I remember doodling designs as a kid for a room-sized paradise for my hamsters if only I could've afforded enough cages and connector tunnels and bogarted an entire room for them. every once in a while, adulthood has its perks, lol - it's my house and I can do what I want! I'm splurging like mad on my bunnies, but I figure it's still cheaper than having kids! (plus there's no downside to spoiling the hell out of them)


----------



## ldoerr (Aug 16, 2012)

This site shows you how to do the coroplast. http://www.guineapigcages.com/howto.htm It is really easy. All you need is a box cutter and the coroplast. I have actually found that the hardest part of the coroplast is getting it home. It comes in 4ft x 8ft sheets at home depot. I spent $12 counting tax on my most recent piece. I really like working with it. Cuts easily enough. It is sturdy and cleans VERY well. (just use a paper towel on the pee). Even dried up pee and pee stains come off supper fast with just a little bit of water and paper towels. (Shiny Things is not litter box trained). I so far have no complaints with using it. My advice would be to put the coroplast on the inside of the wire and not the outside.

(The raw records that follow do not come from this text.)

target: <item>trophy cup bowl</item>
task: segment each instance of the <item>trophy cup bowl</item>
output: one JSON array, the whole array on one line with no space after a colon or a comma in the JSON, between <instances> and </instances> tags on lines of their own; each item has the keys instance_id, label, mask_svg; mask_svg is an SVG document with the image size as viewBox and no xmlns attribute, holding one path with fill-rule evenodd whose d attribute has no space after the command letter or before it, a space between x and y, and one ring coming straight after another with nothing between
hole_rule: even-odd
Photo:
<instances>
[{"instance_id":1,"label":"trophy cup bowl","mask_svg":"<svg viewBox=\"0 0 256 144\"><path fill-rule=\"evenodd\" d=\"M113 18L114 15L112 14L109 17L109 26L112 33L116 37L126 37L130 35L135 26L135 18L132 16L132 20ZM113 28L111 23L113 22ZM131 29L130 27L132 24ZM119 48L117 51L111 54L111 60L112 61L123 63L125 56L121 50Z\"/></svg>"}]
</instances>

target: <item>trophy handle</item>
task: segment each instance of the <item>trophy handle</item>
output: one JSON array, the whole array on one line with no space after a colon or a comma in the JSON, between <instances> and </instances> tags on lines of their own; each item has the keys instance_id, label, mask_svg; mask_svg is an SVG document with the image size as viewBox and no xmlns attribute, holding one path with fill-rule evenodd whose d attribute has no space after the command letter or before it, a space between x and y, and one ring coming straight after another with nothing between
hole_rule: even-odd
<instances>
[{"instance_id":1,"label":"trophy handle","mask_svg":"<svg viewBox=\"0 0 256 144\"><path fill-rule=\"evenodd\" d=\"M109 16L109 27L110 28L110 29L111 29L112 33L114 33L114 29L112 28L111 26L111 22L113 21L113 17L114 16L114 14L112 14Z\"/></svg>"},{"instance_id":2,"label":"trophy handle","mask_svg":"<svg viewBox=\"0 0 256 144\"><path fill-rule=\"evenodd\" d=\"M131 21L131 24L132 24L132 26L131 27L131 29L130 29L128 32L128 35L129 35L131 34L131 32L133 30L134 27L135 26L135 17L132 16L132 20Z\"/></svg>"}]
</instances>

Poop gets stuck between the wire and corplast when the coroplast is on the outside.


----------



## Imbrium (Aug 17, 2012)

I went back to home depot again, this time asking where the plexiglass was instead of "do you sell coroplast" (which produced a blank stare when I tried that last week, lol)... they had a sticker for 24''x18'' sheets for about $5 each (which were sold out) and then 24''x36'' sheets that were in stock (I got two for $14.56), but sadly I couldn't find 4'x8' sheets or even a price marker for where they should be (ie if they weren't in stock) 

I think I'll put the tiles on top of the coroplast for traction, since cloth is out of the question (Nala's a chewer)


----------



## Imbrium (Aug 17, 2012)

question... what are people using to secure doors/lids on their NIC cages and where do you buy whatever it is? the zip-ties leave enough wiggle room to work as a "hinge" on one side of the panels that open, but I'm not sure what the best way is to secure the other three sides.

also, does anyone know what # plastic zip-ties are made of? my city's recycling program takes plastics #1-7, I assume that covers used zip-ties, right? (I checked the packaging they came in and it doesn't say >< )


----------



## ldoerr (Aug 17, 2012)

To secure the doors I use dog leash clips (do not know what they are called sorry). On the sides that ancor the panels to the rest of the cage I use zip ties. I think that for my doors I only zip tie one side. Then I use 1-2 clips total to secure the door. Works well.


----------



## Imbrium (Aug 17, 2012)

happen to remember where you bought 'em?


----------



## ldoerr (Aug 17, 2012)

I bought some from Home Depot and just yesterday I bought the exact same thing from Walmart. Here is a picture of what they look like. http://www.amazon.com/dp/B0009TMUN2/?tag=skimlinks_replacement-20


----------



## Imbrium (Aug 17, 2012)

perfect, thanks! I couldn't quite picture what you were talking about, lol - been a LONG time since I had a dog and my brain arbitrarily decided to draw a blank. I'm gonna need another 1-2 pieces of coroplast anyway, so I'll grab some of those when I go back to home depot - I'm sure if I ask for "the kind of hooks that clip onto things" someone'll know WTF I'm talking about : P


----------



## beccajean220 (Aug 20, 2012)

I just finished building my NIC condo ans I used 1/4in plywood for the shelves and then I covered the plywood with fleece. It seems to work well. And I got a black commercial mat for the bottom of the cage. So hopefully it will be easy to clean. Im just gonna use my vacuum's wand attachment to clean it.


----------